Faction represented in the Knesset
- 2002–2003: Meimad

Personal details
- Born: 30 August 1955 (age 70) Brazil

= Yehuda Gilad (politician) =

Israeli politician

Rabbi Yehuda Gilad (יהודה גלעד; born 30 August 1955) is an Israeli former politician who served as a member of the Knesset for Meimad between 2002 and 2003.

==Biography==
Born in Brazil, Gilad's family emigrated to Israel when he was eight. He was certified as a rabbi and headed a yeshiva.

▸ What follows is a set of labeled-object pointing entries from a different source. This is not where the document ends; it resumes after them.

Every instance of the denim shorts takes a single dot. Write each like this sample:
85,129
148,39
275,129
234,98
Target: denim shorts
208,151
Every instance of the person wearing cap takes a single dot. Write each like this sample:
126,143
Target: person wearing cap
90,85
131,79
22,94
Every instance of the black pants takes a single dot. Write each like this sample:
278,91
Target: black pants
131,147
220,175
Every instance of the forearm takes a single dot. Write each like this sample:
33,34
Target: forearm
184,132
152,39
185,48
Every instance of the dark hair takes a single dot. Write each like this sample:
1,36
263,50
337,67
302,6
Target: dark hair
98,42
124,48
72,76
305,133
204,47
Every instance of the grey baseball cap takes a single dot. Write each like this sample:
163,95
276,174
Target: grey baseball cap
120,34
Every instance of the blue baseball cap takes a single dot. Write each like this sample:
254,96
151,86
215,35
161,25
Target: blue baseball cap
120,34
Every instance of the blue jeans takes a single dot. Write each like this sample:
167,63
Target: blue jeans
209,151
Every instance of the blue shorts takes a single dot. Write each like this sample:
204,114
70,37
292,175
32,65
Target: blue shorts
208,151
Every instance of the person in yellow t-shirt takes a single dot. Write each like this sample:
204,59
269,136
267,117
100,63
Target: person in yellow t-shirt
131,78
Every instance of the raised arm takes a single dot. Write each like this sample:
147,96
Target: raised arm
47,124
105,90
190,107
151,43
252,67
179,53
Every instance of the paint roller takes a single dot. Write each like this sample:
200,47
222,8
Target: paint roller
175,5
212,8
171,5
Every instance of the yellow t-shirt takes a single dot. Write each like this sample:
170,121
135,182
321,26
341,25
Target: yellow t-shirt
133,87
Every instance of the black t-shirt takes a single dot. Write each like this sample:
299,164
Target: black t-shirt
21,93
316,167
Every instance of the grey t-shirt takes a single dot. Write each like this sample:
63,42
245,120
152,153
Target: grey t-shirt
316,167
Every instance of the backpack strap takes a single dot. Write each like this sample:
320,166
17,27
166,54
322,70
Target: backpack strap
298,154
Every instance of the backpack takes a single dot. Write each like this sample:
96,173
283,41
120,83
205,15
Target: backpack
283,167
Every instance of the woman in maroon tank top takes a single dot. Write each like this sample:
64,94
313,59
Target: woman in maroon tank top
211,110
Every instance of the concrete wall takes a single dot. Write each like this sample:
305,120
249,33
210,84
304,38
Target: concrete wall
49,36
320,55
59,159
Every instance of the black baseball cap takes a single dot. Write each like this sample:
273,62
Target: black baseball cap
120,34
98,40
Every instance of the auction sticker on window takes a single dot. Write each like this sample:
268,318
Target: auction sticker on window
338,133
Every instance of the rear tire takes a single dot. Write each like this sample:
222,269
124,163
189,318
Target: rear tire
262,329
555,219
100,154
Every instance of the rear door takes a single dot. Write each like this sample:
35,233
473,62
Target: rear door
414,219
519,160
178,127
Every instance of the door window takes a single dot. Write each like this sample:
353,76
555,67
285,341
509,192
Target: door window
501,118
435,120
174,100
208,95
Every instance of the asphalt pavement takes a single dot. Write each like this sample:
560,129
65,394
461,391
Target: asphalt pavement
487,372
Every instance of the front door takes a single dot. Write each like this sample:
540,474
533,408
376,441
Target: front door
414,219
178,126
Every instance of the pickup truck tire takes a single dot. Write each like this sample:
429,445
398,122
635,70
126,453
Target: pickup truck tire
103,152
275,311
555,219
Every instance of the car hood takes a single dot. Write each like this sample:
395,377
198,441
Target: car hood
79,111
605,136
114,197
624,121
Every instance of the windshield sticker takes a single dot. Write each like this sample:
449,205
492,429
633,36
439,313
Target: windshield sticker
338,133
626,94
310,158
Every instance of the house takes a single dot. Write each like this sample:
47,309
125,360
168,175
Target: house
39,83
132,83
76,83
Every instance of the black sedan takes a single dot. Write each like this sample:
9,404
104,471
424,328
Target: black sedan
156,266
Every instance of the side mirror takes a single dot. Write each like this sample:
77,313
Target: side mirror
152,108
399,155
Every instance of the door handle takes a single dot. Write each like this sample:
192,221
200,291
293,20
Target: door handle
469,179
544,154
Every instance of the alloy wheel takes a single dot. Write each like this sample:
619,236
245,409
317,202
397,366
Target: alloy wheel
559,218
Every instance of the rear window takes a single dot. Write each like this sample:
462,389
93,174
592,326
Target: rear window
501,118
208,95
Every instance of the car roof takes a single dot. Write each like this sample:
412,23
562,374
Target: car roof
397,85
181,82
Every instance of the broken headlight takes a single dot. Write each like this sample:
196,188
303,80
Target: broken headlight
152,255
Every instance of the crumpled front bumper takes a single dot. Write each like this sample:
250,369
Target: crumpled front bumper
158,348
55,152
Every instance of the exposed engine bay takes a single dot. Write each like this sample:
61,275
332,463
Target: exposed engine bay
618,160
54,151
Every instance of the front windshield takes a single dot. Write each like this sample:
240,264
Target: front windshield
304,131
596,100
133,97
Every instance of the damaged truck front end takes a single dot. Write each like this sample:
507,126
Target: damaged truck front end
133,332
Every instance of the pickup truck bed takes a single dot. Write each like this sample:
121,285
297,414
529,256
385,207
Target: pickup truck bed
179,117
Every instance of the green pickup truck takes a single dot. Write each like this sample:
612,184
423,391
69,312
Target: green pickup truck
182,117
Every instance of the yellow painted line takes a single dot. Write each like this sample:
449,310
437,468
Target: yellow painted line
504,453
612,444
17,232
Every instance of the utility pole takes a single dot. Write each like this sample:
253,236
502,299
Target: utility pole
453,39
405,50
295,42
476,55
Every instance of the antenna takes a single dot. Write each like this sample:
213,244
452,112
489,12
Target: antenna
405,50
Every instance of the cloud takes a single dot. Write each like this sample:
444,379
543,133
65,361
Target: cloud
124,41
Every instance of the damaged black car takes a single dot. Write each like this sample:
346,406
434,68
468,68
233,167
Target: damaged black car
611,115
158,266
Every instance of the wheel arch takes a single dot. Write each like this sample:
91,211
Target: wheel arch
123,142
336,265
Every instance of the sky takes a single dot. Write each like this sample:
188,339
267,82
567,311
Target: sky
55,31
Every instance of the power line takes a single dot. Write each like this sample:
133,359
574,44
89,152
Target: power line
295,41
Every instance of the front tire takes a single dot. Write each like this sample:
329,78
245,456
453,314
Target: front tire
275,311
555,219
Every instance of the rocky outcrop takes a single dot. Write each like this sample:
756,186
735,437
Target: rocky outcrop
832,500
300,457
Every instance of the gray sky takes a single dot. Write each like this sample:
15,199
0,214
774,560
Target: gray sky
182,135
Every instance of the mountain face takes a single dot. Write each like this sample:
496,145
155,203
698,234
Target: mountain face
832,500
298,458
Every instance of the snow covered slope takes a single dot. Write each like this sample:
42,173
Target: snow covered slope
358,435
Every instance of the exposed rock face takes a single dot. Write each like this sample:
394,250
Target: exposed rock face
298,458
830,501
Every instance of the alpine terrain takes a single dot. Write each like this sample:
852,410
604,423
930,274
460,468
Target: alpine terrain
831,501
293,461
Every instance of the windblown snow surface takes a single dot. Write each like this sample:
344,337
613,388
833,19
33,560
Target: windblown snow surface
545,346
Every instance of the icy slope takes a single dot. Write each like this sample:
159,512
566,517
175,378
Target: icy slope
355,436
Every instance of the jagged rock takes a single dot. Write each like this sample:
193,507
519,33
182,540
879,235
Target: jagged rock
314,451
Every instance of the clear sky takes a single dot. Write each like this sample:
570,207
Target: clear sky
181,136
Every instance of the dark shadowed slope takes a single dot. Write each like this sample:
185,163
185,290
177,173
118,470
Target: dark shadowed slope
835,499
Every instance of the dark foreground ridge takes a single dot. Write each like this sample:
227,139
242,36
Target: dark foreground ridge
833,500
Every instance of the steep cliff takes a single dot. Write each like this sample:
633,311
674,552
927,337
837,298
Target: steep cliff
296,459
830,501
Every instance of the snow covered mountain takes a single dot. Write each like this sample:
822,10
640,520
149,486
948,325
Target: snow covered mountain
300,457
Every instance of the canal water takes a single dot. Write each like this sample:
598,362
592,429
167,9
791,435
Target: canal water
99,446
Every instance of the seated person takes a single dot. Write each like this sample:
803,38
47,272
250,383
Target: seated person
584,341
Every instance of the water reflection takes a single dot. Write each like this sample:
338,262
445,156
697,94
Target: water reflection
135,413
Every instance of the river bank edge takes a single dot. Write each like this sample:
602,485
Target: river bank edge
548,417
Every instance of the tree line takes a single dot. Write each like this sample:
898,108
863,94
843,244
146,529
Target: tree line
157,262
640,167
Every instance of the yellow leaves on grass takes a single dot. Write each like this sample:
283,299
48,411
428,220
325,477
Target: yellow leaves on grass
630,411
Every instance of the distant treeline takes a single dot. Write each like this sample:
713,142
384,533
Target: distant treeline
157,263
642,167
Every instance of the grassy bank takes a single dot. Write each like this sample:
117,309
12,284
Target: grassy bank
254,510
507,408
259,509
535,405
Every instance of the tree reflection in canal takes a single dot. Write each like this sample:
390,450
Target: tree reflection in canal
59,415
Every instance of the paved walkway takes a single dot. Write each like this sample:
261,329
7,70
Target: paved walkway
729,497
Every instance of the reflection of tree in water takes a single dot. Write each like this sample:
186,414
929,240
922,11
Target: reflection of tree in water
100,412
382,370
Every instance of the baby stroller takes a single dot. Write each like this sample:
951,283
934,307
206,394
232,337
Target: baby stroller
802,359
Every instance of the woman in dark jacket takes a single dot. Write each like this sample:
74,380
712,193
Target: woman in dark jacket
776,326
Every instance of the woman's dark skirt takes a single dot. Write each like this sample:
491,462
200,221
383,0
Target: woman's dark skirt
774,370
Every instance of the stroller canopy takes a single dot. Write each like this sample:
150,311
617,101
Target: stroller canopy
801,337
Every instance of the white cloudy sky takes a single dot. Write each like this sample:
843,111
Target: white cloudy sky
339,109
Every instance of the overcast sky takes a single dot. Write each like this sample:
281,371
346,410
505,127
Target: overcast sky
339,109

In the early 1990s he worked as an emissary for the Jewish Agency and Bnei Akiva in London, and was a programme director for Gesher, an organisation dedicated to bridging the gap between secular and religious youths.

For the 1999 elections he was placed 33rd on the One Israel list (an alliance of Labor, Meimad and Gesher), but missed out on a seat when the alliance won only 26 seats. In 2002 he became chairman of the Meimad secretariat, and on 5 June 2002, he entered the Knesset as a replacement for Maxim Levy. He lost his seat in the 2003 elections.

He is now a Rosh Yeshivah at Yeshivat Maale Gilboa and the rabbi of kibbutz Lavi. He frequently writes articles on topical issues related to Israel and Judaism.